João Ripper. Foto: Sandro Pereyra

El rescate de la dignidad

Un encuentro con el fotoperiodista João Ripper, y sus reflexiones sobre el periodismo, la fotografía y la realidad brasileña.

João Ripper, nacido en Río de Janeiro, se dedica a investigar los distintos caminos por los que la fotografía puede intervenir la realidad retratada. Hace poco, el Centro de Fotografía (CdF) nos sorprendió con La belleza del otro, una exposición que homenajeaba sus 30 años de trabajo documental, en la que se podía rastrear un claro interés del fotoperiodista por retratar la forma de vivir -o sobrevivir- de los olvidados: trabajadores rurales y sin tierra, indígenas, caucheros, habitantes de favelas o de quilombos (el nombre histórico en Brasil de las comunidades de ex esclavos negros), personas en condiciones de esclavitud, trabajadores de fábricas clandestinas, familias carboneras. De cada uno Ripper parece extraer una verdad y un realismo que duelen y que, en definitiva, logran arrebatar el alma de lo que registra con su cámara. Mañana, como última actividad en Montevideo, este carioca ofrecerá una charla a las 19.30 en la sede del CdF, en la que expondrá su concepción de la fotografía y el derecho fundamental de toda persona a informarse y difundir imágenes que reflejen su vida y su contexto.
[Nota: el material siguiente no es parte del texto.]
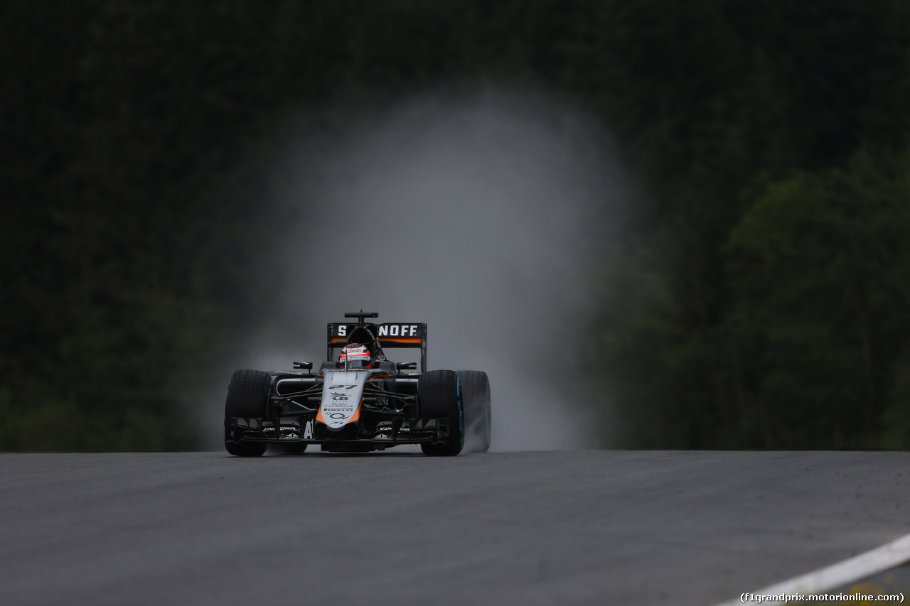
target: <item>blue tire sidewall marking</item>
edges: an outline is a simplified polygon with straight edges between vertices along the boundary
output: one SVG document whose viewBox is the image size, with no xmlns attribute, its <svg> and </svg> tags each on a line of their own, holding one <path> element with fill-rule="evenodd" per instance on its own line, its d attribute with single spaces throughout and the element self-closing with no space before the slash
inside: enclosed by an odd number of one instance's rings
<svg viewBox="0 0 910 606">
<path fill-rule="evenodd" d="M 461 446 L 464 446 L 464 408 L 461 405 L 461 378 L 455 376 L 456 394 L 458 395 L 458 429 Z"/>
</svg>

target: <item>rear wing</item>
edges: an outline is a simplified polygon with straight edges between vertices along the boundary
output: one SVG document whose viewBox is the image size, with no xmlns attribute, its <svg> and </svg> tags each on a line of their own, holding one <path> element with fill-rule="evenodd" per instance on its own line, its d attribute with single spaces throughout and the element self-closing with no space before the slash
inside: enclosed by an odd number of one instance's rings
<svg viewBox="0 0 910 606">
<path fill-rule="evenodd" d="M 357 324 L 332 322 L 329 325 L 329 348 L 327 356 L 332 359 L 335 349 L 348 344 L 348 337 L 357 328 Z M 383 349 L 396 348 L 420 348 L 420 372 L 427 371 L 427 325 L 423 322 L 409 324 L 395 322 L 388 324 L 364 324 L 376 337 Z"/>
</svg>

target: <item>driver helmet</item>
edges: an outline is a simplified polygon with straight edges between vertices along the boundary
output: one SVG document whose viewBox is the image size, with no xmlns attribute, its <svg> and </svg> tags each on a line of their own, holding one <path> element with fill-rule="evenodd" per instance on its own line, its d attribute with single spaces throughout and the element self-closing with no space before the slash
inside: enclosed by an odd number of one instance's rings
<svg viewBox="0 0 910 606">
<path fill-rule="evenodd" d="M 369 348 L 359 343 L 350 343 L 341 348 L 339 362 L 347 369 L 369 368 Z"/>
</svg>

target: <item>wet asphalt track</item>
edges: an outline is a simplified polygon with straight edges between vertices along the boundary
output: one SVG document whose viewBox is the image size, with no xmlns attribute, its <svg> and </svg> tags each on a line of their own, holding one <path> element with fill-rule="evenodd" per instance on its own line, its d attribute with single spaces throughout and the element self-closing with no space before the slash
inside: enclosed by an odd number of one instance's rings
<svg viewBox="0 0 910 606">
<path fill-rule="evenodd" d="M 910 453 L 0 455 L 6 604 L 711 604 L 910 532 Z"/>
</svg>

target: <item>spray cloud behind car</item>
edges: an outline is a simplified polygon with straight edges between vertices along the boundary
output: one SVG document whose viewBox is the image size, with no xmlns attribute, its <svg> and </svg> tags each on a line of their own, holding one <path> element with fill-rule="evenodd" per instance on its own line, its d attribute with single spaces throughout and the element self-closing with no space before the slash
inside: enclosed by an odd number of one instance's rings
<svg viewBox="0 0 910 606">
<path fill-rule="evenodd" d="M 489 374 L 492 450 L 594 446 L 569 367 L 584 364 L 604 217 L 624 207 L 597 128 L 551 100 L 430 95 L 300 148 L 282 184 L 304 211 L 283 227 L 281 298 L 241 365 L 318 363 L 346 311 L 426 322 L 429 368 Z"/>
</svg>

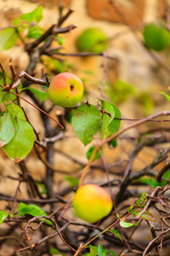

En ese sentido, el fotógrafo percibe el poder de la belleza en el retrato. De manera que buscar la belleza en todos los contextos, independientemente de la pobreza o el conflicto, “permite ver los sueños, los deseos, el amor, las tareas” cotidianas del otro. Así es como Ripper lucha, desde la fotografía documental, contra lo que llama la “historia única”, es decir, aquella que fija estereotipos sobre grupos de personas. Pero no se ha limitado al trabajo fotográfico: también creó la organización Imágenes Humanas, desde la que acompaña, más que nada, a las comunidades indígenas de Mato Grosso, a los afectados por la sequía en el terrible y maravilloso nordeste, y a grupos de mujeres que sobrevivieron a distintos contextos complejos. También fundó, hace más de una década, la Agencia-Escuela de Fotógrafos Populares, en el mayor complejo de favelas carioca (el Complexo de Maré), donde, junto con colegas, inició una labor de docencia de fotografía y creó una agencia de fotonoticias y un banco de imágenes, que son administrados por la propia comunidad.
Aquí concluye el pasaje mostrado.